Eric chimed in: “Supposedly?”
“You don’t think it’s weird?” she asked him. “A woman in her position, who has had all the success she has, just decides to kill her husband and two sons-all of whom she loved dearly-and then kill herself right before the biggest trial of her career was scheduled to begin?”
Tom said, “Ashley, what are you trying to infer here? That Timothy Carrozza somehow set this all up to look like a murder-suicide? Even if that were possible-and not, I should add, completely insane-it wouldn’t stop his trial. It might delay it a bit, but it wouldn’t stop it. In fact, if anything, it would make more sense for him to go after the witness.”
She started to dispute this, reminding them that the witness still hadn’t yet been identified, telling them about the death threat, but stopped herself before she could even open her mouth. Maybe she was overthinking things. Stepping out on limbs that were way too flimsy. Tom was right-even if Carrozza had pulled off such an impressive feat, what would be his end game? The trial would continue. He would most likely get prosecuted. Case closed.
“I just had lunch with her yesterday, Tom. I’ve known her since college. She’s not the kind of person to do that.”
“Sometimes we don’t know people as well as we like to think we do. It’s sad, but it’s true. What happened to your friend, it’s awful, but it is what it is. Now, like I told you earlier, you don’t have to be here today if you don’t want to. Nobody will think any less of you.”

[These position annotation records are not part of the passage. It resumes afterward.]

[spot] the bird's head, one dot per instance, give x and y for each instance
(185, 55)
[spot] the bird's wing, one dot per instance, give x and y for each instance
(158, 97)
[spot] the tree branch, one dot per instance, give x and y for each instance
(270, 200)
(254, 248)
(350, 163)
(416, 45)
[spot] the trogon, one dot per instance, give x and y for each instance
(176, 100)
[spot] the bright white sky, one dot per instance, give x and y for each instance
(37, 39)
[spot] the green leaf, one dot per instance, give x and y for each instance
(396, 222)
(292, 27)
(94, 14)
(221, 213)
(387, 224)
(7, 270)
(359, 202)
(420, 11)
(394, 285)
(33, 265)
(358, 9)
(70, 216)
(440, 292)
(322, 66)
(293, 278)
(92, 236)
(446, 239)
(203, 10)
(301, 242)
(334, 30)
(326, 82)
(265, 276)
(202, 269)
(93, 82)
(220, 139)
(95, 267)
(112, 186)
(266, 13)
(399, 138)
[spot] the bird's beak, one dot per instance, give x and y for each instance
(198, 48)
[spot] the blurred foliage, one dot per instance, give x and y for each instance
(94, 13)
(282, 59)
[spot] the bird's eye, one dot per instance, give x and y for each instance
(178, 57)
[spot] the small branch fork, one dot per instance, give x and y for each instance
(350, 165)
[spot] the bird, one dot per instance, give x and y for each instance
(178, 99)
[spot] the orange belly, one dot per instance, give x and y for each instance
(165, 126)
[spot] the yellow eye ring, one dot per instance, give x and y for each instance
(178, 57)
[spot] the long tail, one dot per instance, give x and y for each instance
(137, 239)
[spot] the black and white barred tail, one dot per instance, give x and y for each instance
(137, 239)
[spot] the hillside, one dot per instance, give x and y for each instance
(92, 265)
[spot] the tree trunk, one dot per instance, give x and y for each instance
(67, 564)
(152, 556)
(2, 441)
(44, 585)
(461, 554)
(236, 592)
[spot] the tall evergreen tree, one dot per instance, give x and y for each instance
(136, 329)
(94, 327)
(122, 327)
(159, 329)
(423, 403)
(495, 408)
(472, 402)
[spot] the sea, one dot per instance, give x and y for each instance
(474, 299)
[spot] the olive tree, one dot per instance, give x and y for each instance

Leaving was the last thing she wanted to do. Even earlier this morning, when she had gotten the phone call from Tom, she told him she would be in. But she didn’t want to be in this room any longer, that was for sure. Not with these two, who, just yesterday, said without saying that her job was on the line if she didn’t reach out to her friend on the paper’s behalf.
She thanked them and stepped out into the newsroom, ignoring the glances if there were any. She headed for her desk, then made a detour at the last second.
Jeff was in his cubicle. He was on the phone, leaning back in his chair, squeezing his stress ball. He looked up at her, stared for a moment, then said, “Hey, can I call you right back?” before cradling the phone. He rose to his feet, smoothing out the wrinkles in his pants. “Ashley, I’m so sorry about your friend. I can’t even imagine-”
She shook him off. “You want to make it up to me? I need your help.”
• • •
“A death threat? I never heard anything about that.”
“They were keeping it low key. Melissa didn’t want there to be a big fuss.”
“So, what, you think Carrozza had her taken out?”
They were in the stairwell, just the two of them, their voices soft and hushed.
“I don’t know,” Ashley admitted. “Probably not. But, Jeff, I’m telling you, this isn’t something she would do. I know her.”
“Look,” he said, crossing his arms, leaning back against the wall, “I know it’s tough to accept when shit like this happens, but everybody has secrets, stuff their families and even their best friends don’t know about.”
“So you haven’t heard anything else?”
He shook his head. “My focus was on the trial. This right here, this isn’t my beat.”
“But don’t you have contacts?”
“I know some cops, sure, but-”
“Call them.”
He sighed. “Ashley-”
“You always talk about being a real journalist. A real journalist doesn’t always accept the story given to him, right? He tracks down all the facts until he knows, one hundred percent, that the truth is the truth.”
He smiled. “Where did you get that bullshit?”
“I just thought it up.”
Withdrawing his cell phone from his pocket, he said, “You’re lucky I think you’re cute.”
“Thanks. I’ll be sure to tell your wife that next time I see her.”
Jeff dialed a number, placed the phone to his ear, and said, “Morgan, it’s Jeff Heller from the Post. Remember that favor you owe me?”